There are several considerations to be made: First of benchmark performance from current cards vs older generations ones won’t reflect actual performance. The reason is that newer cards are build to work best under the PCI 4 spec (with PCI 3 fallback in mind), while older ones were build for the PCI 3 spec (with PCI 2 fallback in mind - which these Mac Pros have). Due to PCIs inherent backwards compatibility current cards will work in older Computers, but performance might be heavily tanked and a PCI 4 card could performance worse than an theoretical inferior older generation card. This shouldn’t happen, but it cannot be ruled out for sure without either finding such tests or conducting them yourself.
Additionally I’ve somewhat got a bell ringing that in BIOS mode these Macs don’t even advertise (full) PCI 2(.1) compatibility as they do with later (and the current) EFI firmware. For best ACPI compatibility (and performance) running Windows in EFI mode will hence probably increase performance, especially with newer (than the Mac itself) GPUs. Regarding the firmware corruption issue that is related to this, OpenCore (when used as the boot manager for chainloading Windows) has protection mechanisms against this then configured correctly.
All that so far is rather theoretical and hypothetical. That said, I still think, the best possible GPU should be a current one (due to performance per watt ratio) fitting into the Mac’s power budget. This means that per spec it would be a dual 6 pin or single 8 pin Powered GPU. However as Macs are beautifully over engineered in my experience a 6+8 pin powered GPU works great, though I’d highly recommend distributing the load between the two mini Molex connectors: meaning dual 6 pin mini Molex to dual standard 6 pin Molex -> dual female 6 pin Molex to single 8 pin Molex Y-cable -> female 8 pin Molex to 8+6 (or 8+8, mind the TDP!) pin Molex. I ran that configuration for years without any issues (including coilwhine) whatsoever. (295W RX Vega 64)
So to sum it, reflecting upon my own experience any GPU with up to a 300W TDP should work, if they are build with a 6 pin (75W) and a 8 pin (150W) connector (providing the additional 75W needed through the PCI port itself, as per spec).
As newer GPUs only come with a 12 pin or dual 8 pin Molex connectors those should better not exceed 225W as it’s not clear (unless somewhere found?) wether they actually draw the remaining 75W solely through the PCI port. Thus performance wise some RTX 4070 Supers are within that save limit without additional modifications to the Mac. The absolut safest bet within the Mac’s per spec would be the most powerful single 8 pin GPU. There are some RTX 4070 variants.

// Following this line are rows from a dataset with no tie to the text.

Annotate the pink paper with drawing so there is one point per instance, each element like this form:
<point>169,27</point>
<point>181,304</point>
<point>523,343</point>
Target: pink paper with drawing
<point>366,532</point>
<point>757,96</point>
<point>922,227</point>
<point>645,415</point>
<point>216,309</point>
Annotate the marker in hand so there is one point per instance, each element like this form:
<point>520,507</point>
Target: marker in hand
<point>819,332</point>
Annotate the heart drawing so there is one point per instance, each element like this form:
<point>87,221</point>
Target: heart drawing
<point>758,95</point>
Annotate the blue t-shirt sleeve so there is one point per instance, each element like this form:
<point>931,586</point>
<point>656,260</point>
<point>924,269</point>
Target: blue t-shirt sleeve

That said I’d recommend going with a admittedly slower, but usually not by to far AMD RX 6800 which with a TDP starting at 250W is just 25W over the working limit (outside spec) with a rather save assumption that the remaining 25W will be drawn from the slot. The great advantage of that GPU is, that it will work with macOS as well (GPU firmware patch required) while not being that much slower in many scenarios. Feeling adventurous an RX 6800 XT equals an GTX 4070, and is TDP wise still below 300W which can work.
In any case I really recommend to balance the load between the two mini Molex connectors. I hope this helps.